Va però subito precisato che non basta una o poche misure per definire un paziente iperteso ma, tranne casi eccezionali, vanno considerati i valori medi di più registrazioni, in almeno tre settimane consecutive. Non esiste un orario ottimale nella misura, ma è bene registrare la pressione arteriosa nei diversi orari della giornata, in stagioni e giornate diverse considerando anche i giorni feriali o di lavoro, quelli festivi o di riposo. È bene conservare nel tempo una tabellina con data, ora di misurazione della pressione massima e minima, a cui va sempre associata la frequenza cardiaca. In una colonna a parte va anche segnato se vi erano sintomi (cefalea, vertigini, stanchezza, ecc.) o evenienze particolari (stress, malattie, farmaci usati, ecc.) che possono giustificare variazioni dalla normalità di vita che si pensa possano aver influito sulla pressione.
Nella misurazione vanno poi considerati piccoli accorgimenti per non falsare in maniera importante i valori, in genere al rialzo: se già addestrati va scelto preferibilmente un misuratore adeguato a colonna con stetoscopio; se ci si serve di un misuratore automatico vanno acquistati solo misuratori a bracciale (mai a polsiera) che riportino la dicitura “clinicamente validati” sulla confezione (significa che hanno superato dei test di qualità minimi a livello internazionale). La misurazione di riferimento base è quella da seduti su una sedia (meglio che su poltrona), con la schiena diritta appoggiata allo schienale, con il braccio appoggiato su un tavolo ed il bracciale posto all’altezza del cuore, senza accavallare o incrociare le gambe, dopo almeno 5 minuti di relax, rimuovendo indumenti troppo stretti al braccio, dopo aver svuotato la vescica e in genere lontano dai pasti principali. È bene non aver assunto caffè o altri eccitanti e non aver fumato nell’ora precedente alla misura, senza provenire da sforzi fisici importanti o rilevanti stress emotivi.
Solo se si sono seguite queste indicazioni si possono considerare adeguati i valori pressori, altrimenti è meglio non auto misurarsi la pressione per evitare inutili allarmismi e/o ancor peggio l’uso di terapie non dovute.

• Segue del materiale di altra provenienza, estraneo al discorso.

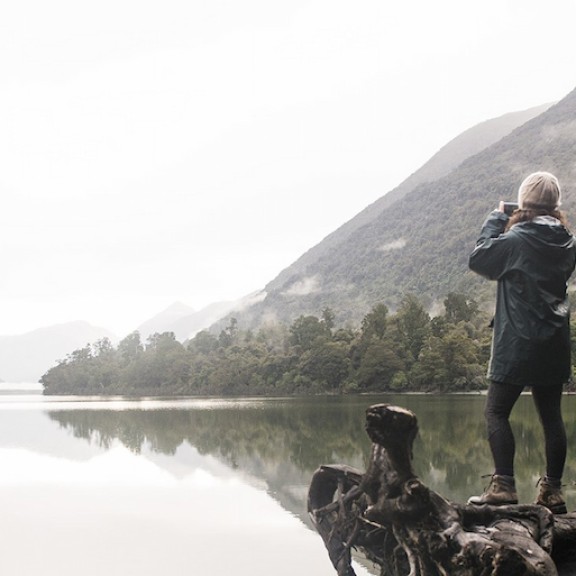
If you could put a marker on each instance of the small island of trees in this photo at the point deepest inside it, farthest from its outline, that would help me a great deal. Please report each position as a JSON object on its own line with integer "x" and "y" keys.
{"x": 408, "y": 351}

È bene ricordare che la pressione elevata se inferiore ai 180 mmHg di sistolica e i 110 mmHg di diastolica, soprattutto se occasionale e non correlata a sintomi, non è una emergenza medica in quanto produce danni solo nell’arco in genere di anni o decenni. Va comunque prontamente segnalata e discussa con il medico di fiducia ogni alterazione sopra i valori di normalità sopra riportati. Nell’anziano ultra-ottantenne senza patologie di rilievo le più recenti linee guida internazionali pongono valori di limite per il trattamento solo se la sistolica è superiore ai 160 mmHg in quanto gli studi effettuati dimostrano che il beneficio del trattamento antipertensivo e stato ottenuto solo per questi valori più elevati. Se viceversa il paziente è invece diabetico, o con già documentate malattie cardiovascolari in atto (pregressi infarti, ischemie, TIA, ictus, ecc.) e/o con patologie renali di rilievo la terapia anti-ipertensiva va iniziata già con valori superiori ai 130 di sistolica o 85 mmHg di diastolica.